PMC · DOI: 10.3389/fpubh.2025.1474815 · Frontiers in Public Health · 2025-04-08

## TL;DR

This paper develops and validates a questionnaire to assess nutrition behavior change in Ethiopian adolescent girls using a behavior change model.

## Contribution

A new questionnaire based on Pender’s model for assessing plant-protein food consumption behaviors in adolescent girls in Ethiopia.

## Key findings

- A questionnaire with 29 items and 6 factors was developed and validated.
- The overall scale-level reliability was 0.7210, indicating acceptable reliability.
- Some factors had lower reliability and require further refinement.

## Abstract

A reliable assessment of behavior change requires the use of a validated tool based on an appropriate behavior change model. Research on tools for assessing nutrition behavior change is limited.

This study aimed to develop and validate a questionnaire for assessing plant-protein food consumption behaviors based on Pender’s behavior change model, specifically for adolescent girls in Ethiopia.

A collection of items was generated by examining relevant behavior change theories and manuals, dietary guidelines, and literature focused on pulses’ food function, processing, and preparation. The items were examined for content and face validity. Exploratory factor analysis was performed after verifying its assumptions, such as the factorability of the instrument using Bartlett’s test of sphericity and Kaiser-Meyer-Olkin (KMO) measure of sampling adequacy. Eigenvalue and scree plot were used to determine the number of factors. Factor loadings and communalities were employed for item retention. Cronbach’s alpha was calculated to assess the reliability at the scale and dimension levels.

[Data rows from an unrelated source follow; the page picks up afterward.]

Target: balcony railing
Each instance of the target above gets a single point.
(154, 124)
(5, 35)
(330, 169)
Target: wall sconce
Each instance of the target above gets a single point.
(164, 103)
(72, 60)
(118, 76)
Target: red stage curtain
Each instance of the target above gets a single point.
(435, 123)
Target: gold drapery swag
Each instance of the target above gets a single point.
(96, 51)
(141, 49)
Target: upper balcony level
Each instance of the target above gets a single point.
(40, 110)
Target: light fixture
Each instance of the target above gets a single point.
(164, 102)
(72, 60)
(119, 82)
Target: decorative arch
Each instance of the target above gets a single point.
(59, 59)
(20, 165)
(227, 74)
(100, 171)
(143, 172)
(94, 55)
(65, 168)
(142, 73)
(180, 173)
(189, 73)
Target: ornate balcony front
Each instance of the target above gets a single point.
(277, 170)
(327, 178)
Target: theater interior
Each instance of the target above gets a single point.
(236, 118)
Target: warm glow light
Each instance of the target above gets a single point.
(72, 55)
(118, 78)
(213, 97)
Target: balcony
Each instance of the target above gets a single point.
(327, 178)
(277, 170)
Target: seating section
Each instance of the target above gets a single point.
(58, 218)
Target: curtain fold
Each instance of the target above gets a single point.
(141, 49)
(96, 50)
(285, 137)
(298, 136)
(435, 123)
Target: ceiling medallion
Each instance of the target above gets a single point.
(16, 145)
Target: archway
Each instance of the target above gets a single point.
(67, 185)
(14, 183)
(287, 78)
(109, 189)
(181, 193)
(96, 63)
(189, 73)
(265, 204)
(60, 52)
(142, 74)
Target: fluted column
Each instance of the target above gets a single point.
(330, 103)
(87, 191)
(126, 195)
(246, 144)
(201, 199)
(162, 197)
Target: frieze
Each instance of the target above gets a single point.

Of the 53 items analyzed, 29 items and 6 factors were retained. The overall scale-level reliability was measured at 0.7210, while the factor-level reliabilities were as follows: 0.69 for factor 1 (i48, i49, i50, i52, i53, i31, and i32), 0.67 for factor 2 (i7, i8, i9, i10, i12, i13, and i14), 0.63 for factor 3 (i23, i24, i25, i26, fi27, and i28), 0.31 for factor 4 (i4, i5, i40), 0.59 for factor 5 (i35, i36, and i37), and 0.58 for factor 6 (i18, i19, and i20).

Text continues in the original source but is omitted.